Un révélateur de la mesure et du sentiment de la régularité métrique est le sentiment inverse du boiteux ou du faux, qui apparaît quand quelqu'un s'écarte tout à coup de la régularité d'un rythme en chantant à contretemps, en ajoutant une syllabe à un vers, etc. La surprise causée par l'écart prouve l'attente de la régularité chez celui qui l'éprouve ; inversement, l'incapacité de repérer un écart subit par rapport à une régularité témoigne du fait que cette régularité n'était pas nettement perçue. Or une caractéristique assez générale des textes métriques traditionnels (chant, poésie) est que leur organisation métrique est sensible sinon à n'importe qui, du moins à un certain public à qui ils sont destinés : par exemple, il est exceptionnel qu'un poète écrive toute une série de vers « en comptant sur ses doigts » (au lieu de se guider par instinct), et en prévoyant que ses lecteurs pourront tout au plus vérifier par calcul la régularité de ses vers, sans la sentir spontanément. Ainsi la métrique étudie des régularités des textes non simplement en elles-mêmes, mais en tant qu'elles sont objet de perception, et par ce côté elle peut relever de la psychologie.

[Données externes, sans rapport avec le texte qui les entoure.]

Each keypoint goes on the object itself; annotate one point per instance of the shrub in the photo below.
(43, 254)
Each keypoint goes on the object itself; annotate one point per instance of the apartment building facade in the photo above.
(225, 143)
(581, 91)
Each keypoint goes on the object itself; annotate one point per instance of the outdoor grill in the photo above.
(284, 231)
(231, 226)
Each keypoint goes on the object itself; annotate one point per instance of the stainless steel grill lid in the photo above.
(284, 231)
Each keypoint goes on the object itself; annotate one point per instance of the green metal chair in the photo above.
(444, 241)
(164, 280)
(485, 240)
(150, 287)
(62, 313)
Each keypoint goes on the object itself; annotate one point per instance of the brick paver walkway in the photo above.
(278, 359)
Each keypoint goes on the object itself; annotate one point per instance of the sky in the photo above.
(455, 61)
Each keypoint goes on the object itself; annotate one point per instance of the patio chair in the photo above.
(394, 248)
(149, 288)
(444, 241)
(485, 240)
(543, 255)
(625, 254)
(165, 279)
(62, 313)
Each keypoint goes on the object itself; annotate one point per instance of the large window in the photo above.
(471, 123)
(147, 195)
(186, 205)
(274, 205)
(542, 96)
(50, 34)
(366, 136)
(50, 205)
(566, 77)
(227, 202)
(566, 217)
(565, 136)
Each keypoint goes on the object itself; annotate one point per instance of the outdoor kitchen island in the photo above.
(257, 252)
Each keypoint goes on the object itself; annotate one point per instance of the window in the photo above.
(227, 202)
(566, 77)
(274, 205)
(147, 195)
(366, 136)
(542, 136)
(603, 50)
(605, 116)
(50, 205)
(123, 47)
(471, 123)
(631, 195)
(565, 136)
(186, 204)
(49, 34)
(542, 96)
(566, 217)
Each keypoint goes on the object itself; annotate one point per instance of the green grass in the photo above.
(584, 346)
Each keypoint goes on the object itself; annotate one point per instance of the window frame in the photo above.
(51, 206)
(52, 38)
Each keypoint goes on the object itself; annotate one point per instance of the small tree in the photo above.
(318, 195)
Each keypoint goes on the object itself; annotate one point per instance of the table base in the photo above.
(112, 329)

Ayant pour objet des régularités perçues, l'analyse métrique ne peut pas ignorer les conditions culturelles de production et de consommation des textes versifiés. On parle souvent « du » rythme d'un texte en oubliant que, puisqu'un texte peut être appréhendé de multiples façons, il risque d'exister autant de rythmes (virtuels) de ce texte que de façons de le saisir. C'est notamment vrai de la lectur […]
… pour nos abonnés, l'article se prolonge sur 10 pages…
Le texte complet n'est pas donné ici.